By Phyl Newbeck, Contributor

Every year, the Snelling Center for Government offers professional development to school administrators through the Vermont School Leadership Project. This year, Charlotte Central School’s middle school co-principal Jen Roth is one of the participants.

Jen and her CCS team. Photos contributed

Jen and her CCS team. Photos contributed.

Roth said the project has a dual focus on self and systems. She described the first part as a way to help participants bring their own priorities to their administrative roles. The second is taking information from many sources and using it to create strong, resilient systems. Participants meet for three-day intervals at Lake Morey, listening to presenters and attending workshops. In between sessions, they are given packets of information to review. Roth and her partner at the project, April Wortmann, an administrator at Addison Northeast School District, have been taking walks together to share the ways that they are using the information they’ve received through their training.

“I’ve been told I should be journaling through the process,” Roth said. “At the start of the journey, we talked about a goal of having 10 percent growth, but it’s hard to quantify that. There are days when I feel like I’ve lost 20 percent, and then the next day I might gain 30 percent. Journaling helps me capture the ‘aha’ moments.” Roth said she was looking forward to an upcoming session on identity, which would also cover diversity, equity and inclusion. “It’s about recognizing each individual for who they are and what they can contribute,” she said.
After Roth graduated from Trinity College in Burlington with a B.A. in Elementary Education and Teaching, she headed to the Midwest where she had relatives. “I had a young family and it was nice having that village to support the kids,” she said. Roth spent three years teaching at an Illinois school with a diverse, low socio-economic student body. “I just loved it,” she said. “Every single day you could see what a difference we were making in their lives.”

While teaching in Illinois, Roth got her master’s degree in Curriculum and Instruction at Northern Illinois University. “I realized Vermont would also be a nice place to raise a family,” she said, “so we came back here.” Roth taught in Bristol and then Hinesburg, getting her Certificate of Advanced Graduate Study at St. Michael’s College and her administrator’s license.

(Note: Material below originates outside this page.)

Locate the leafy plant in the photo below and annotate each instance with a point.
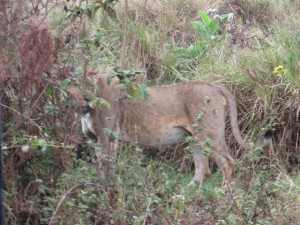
(207, 30)
(133, 91)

This is Roth’s fifth year as co-principal in Charlotte. She shares the role with Stephanie Sumner. “We have a yin/yang partnership,” Roth said. “Being co-principals has so many advantages. It’s great to have someone to talk to and reflect with on how things play out.” Roth noted that since both women have children at home, they understand that family comes first and fill in for one another when needed.

When Roth was hired at the middle school, it was the only age group she had had no direct experience with. “My teaching experience was with at-risk youth K through 2, high school special education, and elementary school,” she said. “Middle school is something I’d never done before. When I started, I told (the students) that I was there to learn from them. I have climate and cultural awareness of how to bring a school together and a strong belief in students and building that efficacy together. Sometimes it’s nice to show up and not know everything.”

Jen’s new puppy Benson.

Jen’s new puppy Benson.

Two of Roth’s four children are adopted. “They have unique needs,” she said, “and they’ve given me a lot of knowledge about how we, as a school, need to think about each individual student and keep them engaged and empowered with flexible pathways.” As part of her goal to expand these pathways, Roth would like to tap into community expertise. “I have students who want to learn hands-on from experts, and Charlotte is rich in people and knowledge,” she said. “That holds a lot of the keys to how we can provide for our students.” Roth gave the example of a parent with technical expertise whose assistance to the teacher who runs the Lego robotics program has allowed the program to expand from eight students to 20.

A self-described “lazy gardener,” Roth loves to relax by the water or go out on the family’s boat, but her priorities are her children, including a daughter who just got engaged. A new puppy named Benson is also occupying her time, and she has found that the students at Charlotte Central School love reading to him. Roth’s office includes a shelf of sweets for those who visit. “I want people to come in and self-care,” she said. “I want my office to be a place where they can pause, reset and be present.”